Times Square production team denies Mariah Carey sabotage claim
The production company behind the Times Square New Year's Eve special has hit back at Mariah Carey's claim that it sabotaged her live performance
The pop diva's disaster during the New Year's Rockin' Eve event made international headlines when she vocally stumbled through her short set, failing to sing for most of it despite a pre-recorded track of her songs playing in the background.
Carey was visibly upset during the performance and tweeted afterwards "(expletive) happens".
Her representative Nicole Perna blamed technical difficulties and in an interview with Billboard said Dick Clark Productions hampered Carey's performance.
"She was not winging this moment and took it very seriously," Ms Perna said. "A shame that production set her up to fail."
Ms Perna said Carey's earpiece was not working and she flagged the issue to the production team but was told it would be OK when she got on stage.
"However, that was not the case, and they were again told that her earpiece was not working," Ms Perna said.
"Instead of endeavouring to fix the issue so that Mariah could perform, they went live."
But in a statement, the production company called the claims "absurd".
"As the premier producer of live television events for nearly 50 years, we pride ourselves on our reputation and long-standing relationships with artists," it said.
"To suggest that dcp (Dick Clark Productions), as producer of music shows including the American Music Awards, Billboard Music Awards, New Year's Rockin' Eve and Academy of Country Music Awards, would ever intentionally compromise the success of any artist is defamatory, outrageous and frankly absurd."
It said that in "very rare instances" there were technical errors with live television, but an initial investigation indicated it had no involvement in the challenges associated with Carey's performance.

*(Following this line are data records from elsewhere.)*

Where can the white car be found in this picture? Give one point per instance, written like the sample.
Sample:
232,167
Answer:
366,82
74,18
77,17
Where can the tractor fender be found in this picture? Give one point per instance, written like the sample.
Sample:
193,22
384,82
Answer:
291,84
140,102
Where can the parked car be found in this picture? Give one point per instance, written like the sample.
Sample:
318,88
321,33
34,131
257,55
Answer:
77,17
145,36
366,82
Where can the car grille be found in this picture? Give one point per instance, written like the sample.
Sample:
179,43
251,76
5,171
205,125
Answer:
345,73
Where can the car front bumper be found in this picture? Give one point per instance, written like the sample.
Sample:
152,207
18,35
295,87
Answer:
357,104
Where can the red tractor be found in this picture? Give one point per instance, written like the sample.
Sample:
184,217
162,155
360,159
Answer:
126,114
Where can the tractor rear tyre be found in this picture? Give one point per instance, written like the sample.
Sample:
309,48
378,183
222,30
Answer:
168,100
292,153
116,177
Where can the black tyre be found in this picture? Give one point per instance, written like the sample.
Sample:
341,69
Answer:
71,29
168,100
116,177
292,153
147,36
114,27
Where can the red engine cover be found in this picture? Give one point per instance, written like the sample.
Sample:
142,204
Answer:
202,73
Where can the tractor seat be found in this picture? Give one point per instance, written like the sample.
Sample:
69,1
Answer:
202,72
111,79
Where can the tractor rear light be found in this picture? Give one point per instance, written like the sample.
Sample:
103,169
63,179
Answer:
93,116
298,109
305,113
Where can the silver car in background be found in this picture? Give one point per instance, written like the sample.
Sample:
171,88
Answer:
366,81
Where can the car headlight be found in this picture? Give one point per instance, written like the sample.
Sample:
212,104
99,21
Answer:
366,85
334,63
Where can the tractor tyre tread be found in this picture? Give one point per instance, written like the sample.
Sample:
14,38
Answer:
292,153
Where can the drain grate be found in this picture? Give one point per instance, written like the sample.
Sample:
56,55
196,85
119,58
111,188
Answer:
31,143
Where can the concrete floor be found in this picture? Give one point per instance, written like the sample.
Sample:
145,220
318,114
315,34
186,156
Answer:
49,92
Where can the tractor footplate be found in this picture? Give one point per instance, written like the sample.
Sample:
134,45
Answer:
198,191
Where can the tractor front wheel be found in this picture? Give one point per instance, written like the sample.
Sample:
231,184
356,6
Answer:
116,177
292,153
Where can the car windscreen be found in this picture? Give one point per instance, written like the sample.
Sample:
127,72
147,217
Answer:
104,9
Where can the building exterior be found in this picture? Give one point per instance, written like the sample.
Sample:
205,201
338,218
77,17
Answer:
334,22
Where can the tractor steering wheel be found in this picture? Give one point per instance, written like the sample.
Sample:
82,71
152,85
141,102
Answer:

"We want to be clear that we have the utmost respect for Ms Carey as an artist and acknowledge her tremendous accomplishments in the industry," it said.
A person familiar with the production of the show said all of the other performers, including Gloria Estefan, rehearsed onsite for their performances and Carey was there, but had a stand-in for her rehearsal, atypical for the show's performers.
The person said all of the monitors were working and no technical problems were found.
Ironically, Carey was Dick Clark Productions' first live performer for the broadcast in 2005, when it went off without any such problems.